Letter to the Editor — Fire Ring Decision Was ‘The Pits’

Byline: George Heath

Does anyone — other than the handful of people who are lucky enough to own a house on the sand in Newport Beach, within sight of a public beach fire ring; or the handful of environmental activists that would ban anything manmade from every one of our state’s beaches, if only they could — really want to ban fire rings from Southern California beaches?

Personally, I think the answer is obvious.

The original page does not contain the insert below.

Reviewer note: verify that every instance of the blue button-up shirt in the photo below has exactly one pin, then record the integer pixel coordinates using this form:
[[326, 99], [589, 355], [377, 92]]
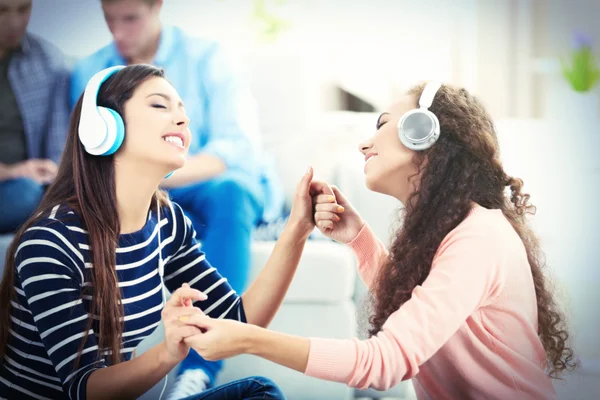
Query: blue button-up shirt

It’s “no.”

But that didn’t stop our government representatives — the elected ones on the city council, and the appointed ones in the South Coast Air Quality Management District — from turning this non-issue into the hot-button “must-act-now” waste of time and public funds that it became this summer.

Now that they’ve paved the way for a ban of these fire rings that mainly only affects Newport Beach waterfront homes, they’re working on new time-wasting and money-wasting strategies: They’re going to study ways to convert every fire pit in the region to run on gas, in order to make it “non-polluting.” Any guesses what that will cost?

Aren’t there some important problems we should be dealing with — and some much more worthy recipients of our taxpayer dollars — than this?

The fire pits decision, in my opinion, was “the pits,” but I’m sure the aftermath will cost us more money — and cause us more headaches than any of that fire smoke caused any waterfront homeowner.